The purpose of the present study was to determine for the first time the qualitative and quantitative impact of varying degrees of interatrial shunting on right heart dynamics and systemic perfusion in subjects with chronic pulmonary hypertension (CPH). Eight dogs underwent 3 mo of progressive pulmonary artery banding, following which right atrial and ventricular end-systolic and end-diastolic pressure-volume relations were calculated using conductance catheters. An 8-mm shunt prosthesis was inserted between the superior vena cava and left atrium, yielding a controlled model of atrial septostomy. Data were obtained 1) preshunt or "CPH"; 2) "Low-Flow" shunt; and 3) "High-Flow" shunt (occluding superior vena cava forcing all flow through the shunt). With progressive shunting, right ventricular pressure fell from 72 +/- 19 mmHg (CPH) to 54 +/- 17 mmHg (Low-Flow) and 47 +/- 17 mmHg (High-Flow) (P < 0.001). Cardiac output increased from 1.5 +/- 0.3 l/min at CPH to 1.8 +/- 0.4 l/min at Low-Flow (286 +/- 105 ml/min, 15% of cardiac output; P < 0.001), but returned to 1.6 +/- 0.3 l/min at High-Flow (466 +/- 172 ml/min, 29% of cardiac output; P = 0.008 vs. Low-Flow, P = 0.21 vs. CPH). There was a modest rise in systemic oxygen delivery from 252 +/- 46 ml/min at CPH to 276 +/- 50 ml/min at Low-Flow (P = 0.07), but substantial fall to 222 +/- 50 ml/min at High-Flow (P = 0.005 vs. CPH, P < 0.001 vs. Low-Flow). With progressive shunting, bichamber contractility did not change (P = 0.98), but the slope of the right atrial end-diastolic pressure volume relation decreased (P < 0.04), consistent with improved compliance. This study demonstrated that Low-Flow interatrial shunting consistently improved right atrial mechanics and systemic perfusion in subjects with CPH, while High-Flow exceeded an "ideal shunt fraction".
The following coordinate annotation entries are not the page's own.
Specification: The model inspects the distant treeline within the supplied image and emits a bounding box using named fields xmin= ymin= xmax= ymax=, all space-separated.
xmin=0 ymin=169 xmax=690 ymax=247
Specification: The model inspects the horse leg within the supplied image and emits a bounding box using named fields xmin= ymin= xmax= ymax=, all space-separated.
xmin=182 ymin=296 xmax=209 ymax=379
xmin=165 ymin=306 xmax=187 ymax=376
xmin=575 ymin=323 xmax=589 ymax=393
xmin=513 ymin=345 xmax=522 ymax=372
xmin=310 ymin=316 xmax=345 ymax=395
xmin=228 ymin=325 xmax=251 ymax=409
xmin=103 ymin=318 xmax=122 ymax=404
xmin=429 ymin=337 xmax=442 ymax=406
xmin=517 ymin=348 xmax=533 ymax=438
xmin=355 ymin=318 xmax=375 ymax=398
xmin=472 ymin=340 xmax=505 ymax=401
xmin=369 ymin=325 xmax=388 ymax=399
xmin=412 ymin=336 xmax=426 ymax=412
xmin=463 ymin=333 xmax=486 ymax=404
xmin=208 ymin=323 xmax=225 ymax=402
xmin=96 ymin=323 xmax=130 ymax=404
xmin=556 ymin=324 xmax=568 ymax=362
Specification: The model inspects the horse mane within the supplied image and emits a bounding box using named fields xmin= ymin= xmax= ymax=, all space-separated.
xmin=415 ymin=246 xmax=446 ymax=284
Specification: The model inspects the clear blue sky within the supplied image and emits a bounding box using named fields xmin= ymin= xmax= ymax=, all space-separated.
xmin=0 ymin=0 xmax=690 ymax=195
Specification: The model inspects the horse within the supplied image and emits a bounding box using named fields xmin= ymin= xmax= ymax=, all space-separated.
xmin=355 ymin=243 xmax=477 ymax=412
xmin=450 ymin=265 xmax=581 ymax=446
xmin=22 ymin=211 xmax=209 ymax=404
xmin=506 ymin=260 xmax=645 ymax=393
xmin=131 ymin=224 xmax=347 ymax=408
本研究的目的是首次确定不同程度的心房分流对慢性肺动脉高压(CPH)患者右心动力学和体循环灌注的定性和定量影响。八只犬接受了3个月的渐进性肺动脉环扎术,之后使用电导导管计算右心房和心室的收缩末期和舒张末期压力-容积关系。在 superior vena cava(上腔静脉)和左心房之间插入一个8毫米的分流假体,建立了一个可控的房间隔造口术模型。在以下三个阶段获取数据:1)分流前或“CPH”阶段;2)“低流量”分流阶段;3)“高流量”分流阶段(阻塞上腔静脉,迫使所有血流通过分流)。随着分流的进展,右心室压力从CPH阶段的72±19 mmHg降至“低流量”阶段的54±17 mmHg和“高流量”阶段的47±17 mmHg(P<0.001)。心输出量从CPH阶段的1.5±0.3升/分钟增加到“低流量”阶段的1.8±0.4升/分钟(286±105毫升/分钟,占心输出量的15%;P<0.001),但在“高流量”阶段又回到1.6±0.3升/分钟(466±172毫升/分钟,占心输出量的29%;与“低流量”阶段相比,P = 0.008,与CPH阶段相比,P = 0.21)。体循环氧输送量从CPH阶段的252±46毫升/分钟适度增加到“低流量”阶段的276±50毫升/分钟(P = 0.07),但在“高流量”阶段大幅下降至222±50毫升/分钟(与CPH阶段相比,P = 0.005,与“低流量”阶段相比,P<0.001)。随着分流的进展,双腔收缩性没有变化(P = 0.98),但右心房舒张末期压力-容积关系的斜率降低(P<0.04),这与顺应性改善一致。本研究表明,低流量心房分流持续改善了CPH患者的右心房力学和体循环灌注,而高流量分流超过了“理想分流分数”。